Beppe gli si piantava dinanzi, alla militare, con un’aria di canzonatura, borbottando fra i denti:
— Sbraita, cornuto!
E trovava sempre qualche scusa:
— La bambina aveva voluto fare il chiasso fino allora. Era andato qua... Era andato là... La signora lo mandava attorno come il vento.
E spesso era vero.
La bambina, allestiti in fretta i compiti delle lezioni che veniva a darle a casa una vecchia maestra, passava il resto della giornata insieme con lui, giocando alla palla pel viale di acacie, o a rimpiattarello nella galleria mezza buia, dalla volta e dalle pareti incrostate di sassi spugnosi e di finte stalattiti; o nel chiosco dal cupolino a graticola, coperto di piante rampichine che ciondolavano in viticci carichi di campanule bianche. Lì Beppe le raccontava le fiabe o i suoi casi di quand’era bambino; ed essa stava ad ascoltarlo a bocca aperta.

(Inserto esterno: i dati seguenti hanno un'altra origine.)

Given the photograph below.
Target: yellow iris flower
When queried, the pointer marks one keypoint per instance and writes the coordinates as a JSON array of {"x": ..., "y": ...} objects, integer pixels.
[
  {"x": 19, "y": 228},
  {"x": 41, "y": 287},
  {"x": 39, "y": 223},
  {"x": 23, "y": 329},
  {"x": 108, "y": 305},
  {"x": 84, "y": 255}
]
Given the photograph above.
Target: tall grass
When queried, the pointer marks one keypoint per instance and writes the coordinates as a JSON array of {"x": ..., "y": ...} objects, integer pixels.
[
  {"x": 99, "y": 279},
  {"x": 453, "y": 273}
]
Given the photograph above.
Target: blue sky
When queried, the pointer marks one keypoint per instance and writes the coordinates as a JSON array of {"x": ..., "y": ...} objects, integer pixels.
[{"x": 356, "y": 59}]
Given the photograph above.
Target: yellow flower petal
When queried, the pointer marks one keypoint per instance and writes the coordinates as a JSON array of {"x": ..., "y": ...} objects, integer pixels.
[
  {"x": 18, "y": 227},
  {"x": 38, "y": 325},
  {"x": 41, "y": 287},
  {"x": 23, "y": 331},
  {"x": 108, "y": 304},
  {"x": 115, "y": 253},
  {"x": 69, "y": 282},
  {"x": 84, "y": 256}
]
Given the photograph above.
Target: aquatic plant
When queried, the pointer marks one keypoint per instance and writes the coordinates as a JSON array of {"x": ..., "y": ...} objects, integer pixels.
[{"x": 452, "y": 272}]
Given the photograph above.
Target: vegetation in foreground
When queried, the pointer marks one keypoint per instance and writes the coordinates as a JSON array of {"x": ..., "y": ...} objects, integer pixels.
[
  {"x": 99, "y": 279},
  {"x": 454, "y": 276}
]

Quel Beppe aveva fatto cento mestieri: il ragazzo di falegname, il mozzo di stalla, il merciaiuolo ambulante; aveva servito in un’osteria di campagna dove i vetturali, mentre le bestie mangiavano la biada, si divertivano a ubbriacarlo, a insegnarli canzonacce e bestemmie che quel figliaccio d’una cagna, come lo chiamavano, imparava subito a mente. Quanta gente, quanti paesi aveva egli visto! E quante cose sapeva!
— E che malizia, quello scimmione! — diceva Camilla.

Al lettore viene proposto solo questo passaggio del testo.